Coping with infertility is challenging, especially in this day and age when new reproductive procedures are making it easier to give birth to a biological child. However, it is important that a couple ensures that whatever assistance they receive be in accord with Catholic Church teaching.
For the past 25 years, in our capacity as NFP teachers, my husband and I have counseled many infertile couples. They often come to us after actively seeking a pregnancy for many months. In some of the cases, teaching them NFP and helping them to determine the most fertile time (as well as giving them ways to increase their fertility) eventually results in a much-desired pregnancy. However, there were some who, despite those tips, did not become pregnant.
Here are some pointers that I have come up with to cope with infertility and to increase the likelihood of pregnancy:
Pray. While this might seem like an unimportant part of the process, it is probably the most essential. Pray for God’s will. Ask others to pray for you. In our own case, when my third son was a year old, I became pregnant with an ectopic pregnancy and nearly hemorrhaged to death. Afterwards, we were told to avoid pregnancy for at least one year (although our doctors strongly advised against ever getting pregnant again). When the year was over, with much thought and prayer, we decided to actively seek another pregnancy. More than a year went by, 17 cycles. No pregnancy. We were praying for God’s will. I really wanted another child, but I was open and began to sell all my baby furniture and clothes. I stopped charting and all of a sudden, I realized that I hadn’t gotten my period when I thought. Because I hadn’t been keeping accurate charts, I bought a pregnancy test and was shocked to discover that it was positive! Never underestimate the power of prayer.
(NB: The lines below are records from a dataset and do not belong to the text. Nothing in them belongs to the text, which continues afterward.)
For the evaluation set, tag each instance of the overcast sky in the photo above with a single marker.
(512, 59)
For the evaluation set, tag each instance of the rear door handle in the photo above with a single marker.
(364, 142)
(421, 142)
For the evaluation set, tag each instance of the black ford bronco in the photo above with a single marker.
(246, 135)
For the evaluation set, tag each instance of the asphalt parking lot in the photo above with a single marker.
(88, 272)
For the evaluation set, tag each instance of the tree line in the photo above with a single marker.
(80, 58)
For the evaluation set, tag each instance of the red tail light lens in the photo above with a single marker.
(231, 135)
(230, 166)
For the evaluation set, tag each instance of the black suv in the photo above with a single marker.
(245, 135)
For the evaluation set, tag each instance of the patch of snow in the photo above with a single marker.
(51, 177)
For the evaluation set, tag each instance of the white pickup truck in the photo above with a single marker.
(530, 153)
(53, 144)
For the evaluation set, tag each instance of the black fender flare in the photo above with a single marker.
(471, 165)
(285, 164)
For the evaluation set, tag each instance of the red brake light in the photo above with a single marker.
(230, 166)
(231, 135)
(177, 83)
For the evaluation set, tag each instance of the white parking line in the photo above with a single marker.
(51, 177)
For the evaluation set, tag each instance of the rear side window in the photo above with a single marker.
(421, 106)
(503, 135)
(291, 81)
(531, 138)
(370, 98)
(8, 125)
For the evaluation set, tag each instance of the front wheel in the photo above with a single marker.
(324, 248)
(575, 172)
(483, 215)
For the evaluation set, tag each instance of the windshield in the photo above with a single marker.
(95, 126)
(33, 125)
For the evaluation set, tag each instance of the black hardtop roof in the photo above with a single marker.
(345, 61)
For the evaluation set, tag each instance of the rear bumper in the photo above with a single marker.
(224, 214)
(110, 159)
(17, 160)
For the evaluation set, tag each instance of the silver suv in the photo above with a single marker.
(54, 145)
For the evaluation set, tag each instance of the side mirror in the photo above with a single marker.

Take accurate basal body temperatures and mucus readings to determine whether the wife is actually ovulating.
Pay attention to nutrition. For more information on this, I highly recommend Marilynn Shannon’s excellent book, Fertility Cycles and Nutrition.
See a fertility specialist
NaPro Technology has helped many women become pregnant. For more information on Natural Procreative Technology
Do not consent to immoral practices for semen analysis. Use moral procedures to enhance the marital act; not replace it. For semen analysis, a couple can use the Sims-Huhner method of semen collection (which involves the couple engaging in normal marital sex and using a condom with a hole to preserve the procreative aspect of the marital act, but still collecting the semen for analysis).
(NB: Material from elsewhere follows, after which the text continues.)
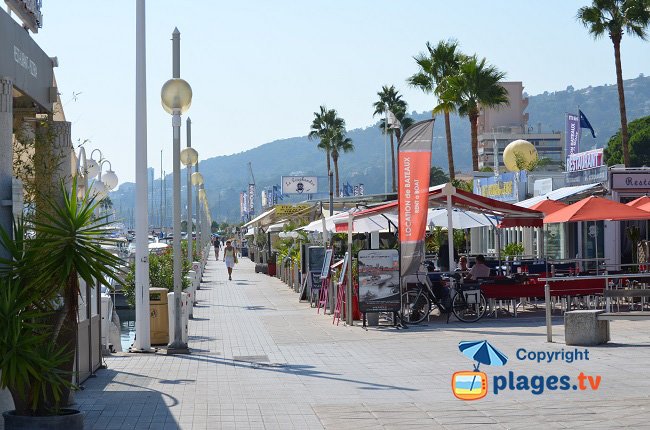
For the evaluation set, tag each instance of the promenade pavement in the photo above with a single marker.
(262, 360)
Fertility drugs are acceptable, as long as the couple does not consent to selective abortion if multiples are conceived.
Artificial insemination and in-vitro fertilization are not morally acceptable (see CCC 2376-2377) because they omit the unitive aspect from the marital act.
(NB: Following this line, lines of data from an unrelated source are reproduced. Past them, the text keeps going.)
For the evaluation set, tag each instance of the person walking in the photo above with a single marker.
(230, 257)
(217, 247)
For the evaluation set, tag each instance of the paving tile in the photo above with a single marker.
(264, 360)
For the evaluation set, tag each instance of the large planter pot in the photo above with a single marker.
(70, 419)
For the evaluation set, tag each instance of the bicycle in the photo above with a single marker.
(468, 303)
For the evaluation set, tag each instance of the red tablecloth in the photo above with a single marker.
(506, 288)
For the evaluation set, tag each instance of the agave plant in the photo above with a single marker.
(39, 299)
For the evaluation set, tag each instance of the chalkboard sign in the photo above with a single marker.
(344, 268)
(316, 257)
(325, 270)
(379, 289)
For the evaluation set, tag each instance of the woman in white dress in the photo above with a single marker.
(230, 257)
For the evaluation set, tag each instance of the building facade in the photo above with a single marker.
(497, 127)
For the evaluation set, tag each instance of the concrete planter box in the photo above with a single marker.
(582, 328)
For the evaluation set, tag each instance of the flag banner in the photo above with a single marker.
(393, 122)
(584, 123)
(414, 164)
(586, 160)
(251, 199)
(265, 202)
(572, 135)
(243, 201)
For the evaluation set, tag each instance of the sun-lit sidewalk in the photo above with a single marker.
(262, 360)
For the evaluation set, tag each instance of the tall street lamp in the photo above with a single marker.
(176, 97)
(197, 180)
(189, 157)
Consider adoption: At 2379, the Catechism of the Catholic Church states: “The Gospel shows that physical sterility is not an absolute evil. Spouses who still suffer from infertility after exhausting legitimate medical procedures should unite themselves with the Lord’s Cross, the source of all spiritual fecundity. They can give expression to their generosity by adopting abandoned children or performing demanding services for others.”